Image of the Landmark Atrium showing glass ceiling and fountain features.

The Landmark Atrium (P&T).

Kinoshita was practicing at time when Asia was racing to catch up with the west. When HKLand wanted to redevelop Central, it played the long game and swapped a number of buildings to secure adjacent plots of land where it could build bigger and higher. The Landmark complex is the core of its commercial property portfolio, with P&T responsible for its twin 44-story office towers and a retail atrium connecting them.

Inspired by the piazzas of Italy, Kinoshita envisioned the atrium as a hub where people gathered for spontaneous chats or large events. He toured major American shopping malls to research what worked. Completed in phases between 1975 and 1983, The Landmark included a rooftop array of glass pyramids to allow natural light into the climate controlled three-story arcade. A sound-propelled vibrating sculpture by artist Wen-ying Tsai originally stood centre stage, but was eliminated when adjacent shop tenants complained about people incessantly clapping to activate it. Today, the fountain that replaced it is where everyone arranges to meet in Central. And The Landmark is very much Hong Kong’s living room for the well-heeled.

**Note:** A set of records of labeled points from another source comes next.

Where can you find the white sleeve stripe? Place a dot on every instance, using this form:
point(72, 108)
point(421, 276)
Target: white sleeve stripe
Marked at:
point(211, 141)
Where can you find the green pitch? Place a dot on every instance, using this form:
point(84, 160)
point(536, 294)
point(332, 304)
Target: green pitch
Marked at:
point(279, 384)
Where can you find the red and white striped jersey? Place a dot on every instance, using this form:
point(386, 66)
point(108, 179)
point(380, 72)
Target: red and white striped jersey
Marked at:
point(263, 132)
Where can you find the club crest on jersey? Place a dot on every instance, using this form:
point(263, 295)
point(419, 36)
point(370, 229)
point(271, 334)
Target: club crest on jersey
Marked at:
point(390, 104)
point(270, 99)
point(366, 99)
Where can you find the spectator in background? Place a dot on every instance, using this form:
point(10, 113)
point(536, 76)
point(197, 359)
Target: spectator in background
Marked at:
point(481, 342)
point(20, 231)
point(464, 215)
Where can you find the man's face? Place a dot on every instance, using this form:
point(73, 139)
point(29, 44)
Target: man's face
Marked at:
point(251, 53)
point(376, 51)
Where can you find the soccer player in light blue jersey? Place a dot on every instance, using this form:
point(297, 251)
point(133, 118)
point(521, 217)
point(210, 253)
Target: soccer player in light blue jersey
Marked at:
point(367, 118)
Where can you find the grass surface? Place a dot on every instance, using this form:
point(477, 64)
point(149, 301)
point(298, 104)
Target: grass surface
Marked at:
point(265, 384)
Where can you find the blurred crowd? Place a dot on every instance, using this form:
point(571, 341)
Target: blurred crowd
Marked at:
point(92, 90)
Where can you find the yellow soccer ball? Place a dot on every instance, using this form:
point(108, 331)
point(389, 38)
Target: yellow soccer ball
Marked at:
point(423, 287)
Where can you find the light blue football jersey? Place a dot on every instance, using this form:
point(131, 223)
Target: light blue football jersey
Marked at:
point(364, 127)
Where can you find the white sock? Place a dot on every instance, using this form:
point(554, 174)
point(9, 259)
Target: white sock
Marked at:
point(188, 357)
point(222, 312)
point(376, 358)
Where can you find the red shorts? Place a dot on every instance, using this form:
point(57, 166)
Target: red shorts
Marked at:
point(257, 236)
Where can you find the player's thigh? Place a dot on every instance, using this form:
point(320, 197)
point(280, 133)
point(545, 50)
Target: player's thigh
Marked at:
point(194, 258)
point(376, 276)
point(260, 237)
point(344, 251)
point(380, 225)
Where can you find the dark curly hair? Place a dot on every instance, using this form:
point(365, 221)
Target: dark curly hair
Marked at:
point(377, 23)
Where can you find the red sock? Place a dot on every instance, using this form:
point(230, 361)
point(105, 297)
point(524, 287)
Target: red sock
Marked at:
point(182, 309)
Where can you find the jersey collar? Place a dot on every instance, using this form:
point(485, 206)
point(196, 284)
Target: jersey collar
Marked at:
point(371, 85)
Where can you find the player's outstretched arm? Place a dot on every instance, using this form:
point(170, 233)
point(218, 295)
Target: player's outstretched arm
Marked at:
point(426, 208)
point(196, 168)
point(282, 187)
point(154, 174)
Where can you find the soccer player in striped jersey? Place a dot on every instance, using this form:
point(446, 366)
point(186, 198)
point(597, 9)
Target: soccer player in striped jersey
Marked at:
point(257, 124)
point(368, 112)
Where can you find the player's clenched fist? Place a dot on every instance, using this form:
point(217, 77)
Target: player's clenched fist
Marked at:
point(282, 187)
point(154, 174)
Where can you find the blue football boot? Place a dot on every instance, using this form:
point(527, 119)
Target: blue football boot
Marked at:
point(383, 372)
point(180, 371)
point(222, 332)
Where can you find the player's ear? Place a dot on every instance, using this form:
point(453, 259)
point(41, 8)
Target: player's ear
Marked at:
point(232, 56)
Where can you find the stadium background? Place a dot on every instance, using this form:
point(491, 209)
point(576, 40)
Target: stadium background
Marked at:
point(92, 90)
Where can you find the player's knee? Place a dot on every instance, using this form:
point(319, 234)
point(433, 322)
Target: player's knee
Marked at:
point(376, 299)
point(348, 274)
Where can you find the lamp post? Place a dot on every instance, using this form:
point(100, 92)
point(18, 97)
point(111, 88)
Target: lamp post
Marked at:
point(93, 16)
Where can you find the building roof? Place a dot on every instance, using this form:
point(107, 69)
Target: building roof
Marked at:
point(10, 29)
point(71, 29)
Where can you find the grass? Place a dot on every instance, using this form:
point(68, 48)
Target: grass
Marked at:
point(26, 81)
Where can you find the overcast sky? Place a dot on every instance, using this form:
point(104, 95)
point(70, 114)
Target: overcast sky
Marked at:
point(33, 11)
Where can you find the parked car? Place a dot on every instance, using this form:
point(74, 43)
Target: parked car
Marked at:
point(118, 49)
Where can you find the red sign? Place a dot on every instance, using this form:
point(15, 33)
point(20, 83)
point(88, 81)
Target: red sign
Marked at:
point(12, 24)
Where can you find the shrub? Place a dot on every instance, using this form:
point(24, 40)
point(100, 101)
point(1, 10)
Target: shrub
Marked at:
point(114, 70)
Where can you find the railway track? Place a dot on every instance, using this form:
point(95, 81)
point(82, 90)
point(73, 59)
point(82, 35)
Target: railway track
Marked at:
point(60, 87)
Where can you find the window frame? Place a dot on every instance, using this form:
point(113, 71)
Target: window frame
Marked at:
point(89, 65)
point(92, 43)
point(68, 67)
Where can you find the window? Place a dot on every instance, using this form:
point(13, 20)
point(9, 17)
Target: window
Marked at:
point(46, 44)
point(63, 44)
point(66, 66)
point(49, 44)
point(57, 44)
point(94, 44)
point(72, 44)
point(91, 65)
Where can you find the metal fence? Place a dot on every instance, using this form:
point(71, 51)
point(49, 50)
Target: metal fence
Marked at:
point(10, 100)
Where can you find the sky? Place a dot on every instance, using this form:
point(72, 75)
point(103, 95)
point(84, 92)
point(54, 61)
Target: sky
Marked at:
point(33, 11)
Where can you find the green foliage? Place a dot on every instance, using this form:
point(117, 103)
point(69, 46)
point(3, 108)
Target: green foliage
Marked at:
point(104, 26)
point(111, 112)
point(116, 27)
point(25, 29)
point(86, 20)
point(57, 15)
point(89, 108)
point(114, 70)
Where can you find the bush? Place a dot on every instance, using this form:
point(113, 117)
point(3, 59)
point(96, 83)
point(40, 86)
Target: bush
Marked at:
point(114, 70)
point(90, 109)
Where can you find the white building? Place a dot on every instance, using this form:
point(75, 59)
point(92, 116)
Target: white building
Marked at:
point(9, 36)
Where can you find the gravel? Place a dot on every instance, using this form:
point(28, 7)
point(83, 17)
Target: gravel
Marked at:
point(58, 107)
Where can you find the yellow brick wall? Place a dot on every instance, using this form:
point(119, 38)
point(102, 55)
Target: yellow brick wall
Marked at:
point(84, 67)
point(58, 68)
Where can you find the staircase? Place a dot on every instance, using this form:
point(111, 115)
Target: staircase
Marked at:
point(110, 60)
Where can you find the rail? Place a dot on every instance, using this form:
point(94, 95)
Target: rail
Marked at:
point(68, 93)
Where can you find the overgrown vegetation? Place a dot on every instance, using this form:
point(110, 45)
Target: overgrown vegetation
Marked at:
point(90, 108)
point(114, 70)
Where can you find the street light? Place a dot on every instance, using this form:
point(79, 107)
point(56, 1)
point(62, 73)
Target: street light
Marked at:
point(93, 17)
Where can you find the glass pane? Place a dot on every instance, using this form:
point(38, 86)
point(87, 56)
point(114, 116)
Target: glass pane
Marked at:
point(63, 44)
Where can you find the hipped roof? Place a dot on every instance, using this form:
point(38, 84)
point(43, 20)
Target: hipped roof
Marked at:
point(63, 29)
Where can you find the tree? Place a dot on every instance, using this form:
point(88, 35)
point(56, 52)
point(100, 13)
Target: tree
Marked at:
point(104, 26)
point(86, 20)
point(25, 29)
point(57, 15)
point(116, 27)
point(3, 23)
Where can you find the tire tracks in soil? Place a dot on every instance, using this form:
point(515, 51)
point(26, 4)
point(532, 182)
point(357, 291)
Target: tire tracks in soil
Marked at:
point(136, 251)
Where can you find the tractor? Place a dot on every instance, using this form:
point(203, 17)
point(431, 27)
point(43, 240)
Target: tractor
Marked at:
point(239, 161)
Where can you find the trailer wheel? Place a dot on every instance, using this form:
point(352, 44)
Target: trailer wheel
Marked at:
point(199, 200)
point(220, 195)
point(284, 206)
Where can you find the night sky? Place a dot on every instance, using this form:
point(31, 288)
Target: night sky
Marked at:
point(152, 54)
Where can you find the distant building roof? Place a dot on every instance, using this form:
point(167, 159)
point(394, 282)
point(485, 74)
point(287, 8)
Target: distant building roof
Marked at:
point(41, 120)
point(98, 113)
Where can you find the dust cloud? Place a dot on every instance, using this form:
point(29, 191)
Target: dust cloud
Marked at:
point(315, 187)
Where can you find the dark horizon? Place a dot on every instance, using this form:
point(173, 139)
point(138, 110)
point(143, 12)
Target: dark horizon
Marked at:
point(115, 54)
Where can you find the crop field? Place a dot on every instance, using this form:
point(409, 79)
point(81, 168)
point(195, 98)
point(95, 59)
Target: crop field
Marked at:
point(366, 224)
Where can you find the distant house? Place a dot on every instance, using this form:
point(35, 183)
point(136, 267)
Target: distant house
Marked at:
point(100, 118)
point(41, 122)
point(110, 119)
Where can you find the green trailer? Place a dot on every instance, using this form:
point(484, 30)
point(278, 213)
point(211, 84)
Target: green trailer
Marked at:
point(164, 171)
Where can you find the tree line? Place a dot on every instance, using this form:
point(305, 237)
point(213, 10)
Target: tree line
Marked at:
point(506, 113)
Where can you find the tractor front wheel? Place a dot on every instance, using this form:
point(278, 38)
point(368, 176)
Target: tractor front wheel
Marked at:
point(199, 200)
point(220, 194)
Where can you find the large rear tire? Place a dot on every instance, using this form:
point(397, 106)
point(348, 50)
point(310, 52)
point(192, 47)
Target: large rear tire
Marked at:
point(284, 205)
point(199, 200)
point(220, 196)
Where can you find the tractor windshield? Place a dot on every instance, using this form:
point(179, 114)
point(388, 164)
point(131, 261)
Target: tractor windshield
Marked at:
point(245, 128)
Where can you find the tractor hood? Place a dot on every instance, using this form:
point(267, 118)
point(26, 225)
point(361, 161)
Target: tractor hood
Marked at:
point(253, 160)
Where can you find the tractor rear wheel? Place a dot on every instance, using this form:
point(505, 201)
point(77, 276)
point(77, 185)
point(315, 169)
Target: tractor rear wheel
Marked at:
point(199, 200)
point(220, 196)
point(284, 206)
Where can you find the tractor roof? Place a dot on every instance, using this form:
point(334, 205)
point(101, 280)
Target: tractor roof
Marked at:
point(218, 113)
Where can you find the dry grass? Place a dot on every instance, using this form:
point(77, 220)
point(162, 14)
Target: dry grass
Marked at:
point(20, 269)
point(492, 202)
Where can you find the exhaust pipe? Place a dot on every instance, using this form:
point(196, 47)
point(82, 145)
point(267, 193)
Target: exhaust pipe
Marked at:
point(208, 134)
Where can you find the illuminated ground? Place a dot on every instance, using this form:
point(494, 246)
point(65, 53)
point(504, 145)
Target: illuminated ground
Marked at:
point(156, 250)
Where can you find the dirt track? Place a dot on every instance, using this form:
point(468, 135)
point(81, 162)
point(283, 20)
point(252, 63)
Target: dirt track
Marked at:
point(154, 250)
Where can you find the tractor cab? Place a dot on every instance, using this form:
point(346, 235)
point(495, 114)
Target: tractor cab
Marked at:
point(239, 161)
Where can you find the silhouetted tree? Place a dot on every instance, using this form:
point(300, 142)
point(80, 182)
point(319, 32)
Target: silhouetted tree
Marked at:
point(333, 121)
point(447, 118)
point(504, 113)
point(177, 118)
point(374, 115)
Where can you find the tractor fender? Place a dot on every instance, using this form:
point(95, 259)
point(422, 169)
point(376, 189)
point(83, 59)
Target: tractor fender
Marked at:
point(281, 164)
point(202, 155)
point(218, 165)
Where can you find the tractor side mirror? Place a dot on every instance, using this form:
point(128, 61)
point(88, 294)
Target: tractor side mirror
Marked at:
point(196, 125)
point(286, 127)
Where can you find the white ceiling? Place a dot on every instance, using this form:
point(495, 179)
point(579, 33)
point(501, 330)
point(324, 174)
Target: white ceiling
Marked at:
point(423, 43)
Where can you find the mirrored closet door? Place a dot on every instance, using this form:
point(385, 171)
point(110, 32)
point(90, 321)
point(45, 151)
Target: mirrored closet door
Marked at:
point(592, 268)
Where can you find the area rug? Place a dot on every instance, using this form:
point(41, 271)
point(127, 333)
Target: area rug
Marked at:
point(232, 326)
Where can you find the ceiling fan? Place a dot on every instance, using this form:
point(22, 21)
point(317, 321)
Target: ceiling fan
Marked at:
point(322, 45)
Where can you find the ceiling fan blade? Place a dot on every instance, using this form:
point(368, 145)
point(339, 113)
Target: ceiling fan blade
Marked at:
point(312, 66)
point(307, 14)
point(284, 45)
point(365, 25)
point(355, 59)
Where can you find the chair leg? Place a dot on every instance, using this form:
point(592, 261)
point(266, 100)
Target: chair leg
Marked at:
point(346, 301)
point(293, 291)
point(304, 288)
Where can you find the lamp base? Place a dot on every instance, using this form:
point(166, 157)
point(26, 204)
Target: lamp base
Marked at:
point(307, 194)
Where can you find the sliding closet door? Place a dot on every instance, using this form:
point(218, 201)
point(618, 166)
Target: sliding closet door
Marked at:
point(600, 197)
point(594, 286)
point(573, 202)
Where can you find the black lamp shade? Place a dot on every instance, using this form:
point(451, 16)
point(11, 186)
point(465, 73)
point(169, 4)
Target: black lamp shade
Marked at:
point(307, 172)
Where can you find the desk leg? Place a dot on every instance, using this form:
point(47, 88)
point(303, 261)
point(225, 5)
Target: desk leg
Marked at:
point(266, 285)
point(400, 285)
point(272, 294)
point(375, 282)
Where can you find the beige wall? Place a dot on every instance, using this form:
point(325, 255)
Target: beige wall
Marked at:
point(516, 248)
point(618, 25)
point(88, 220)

When asked if he considered the longevity and importance of what he was designing, Kinoshita says it was his job. That is not to say he does not love his work or great architecture. He clearly does. He simply hails from a generation that considers architecture as a job to support his family, not to be dissected, analyzed, rehashed and rehash tagged. And certainly not for its creator to headline TED Talks with posed portrait plastered on webzines. In the end, architecture should first be about the people it services rather than the architect himself. What makes Kinoshita worth the ink is the number of impactful projects in his 29 years with P&T at a time when Hong Kong was searching for an identity pre-97 handover. His work gave—and continues to give—the city a look, a mood, a sense of belonging. A raison d’etre. And, naturally, a cool dystopian movie backdrop.

Coming home

Image of outdoor courtyard with waterfall feature.

Siu Wo Court courtyard (P&T).

Case in point is Siu Wo Court, a public housing project in the Hong Kong New Territories suburb of Fotan. The government-subsidized scheme intended for lower income families to afford to purchase their own home at well below market rates. With a trio of three 36-story towers clustered about their own courtyards and completed in1980, there were 3,501 units for sale. Tens of thousands homeowners spanning two generations have resided at Siu Wo Court, living in high-rise blocks where many newcomers to the city planted roots and forged community bonds. Kinoshita’s design is supported by open courtyards and sunlight swollen lift lobbies with the circle as a recurring design motif throughout.

Over afternoon tea, Kinoshita reflects on the challenges that budding architects face today. “They need to do it because they enjoy the work,” he muses. “If it’s money or fame they are seeking, they may be very disappointed.” When pressed that his words are wise advice coming from the Hong Kong’s very own Pei, he smiles and looks out to sea.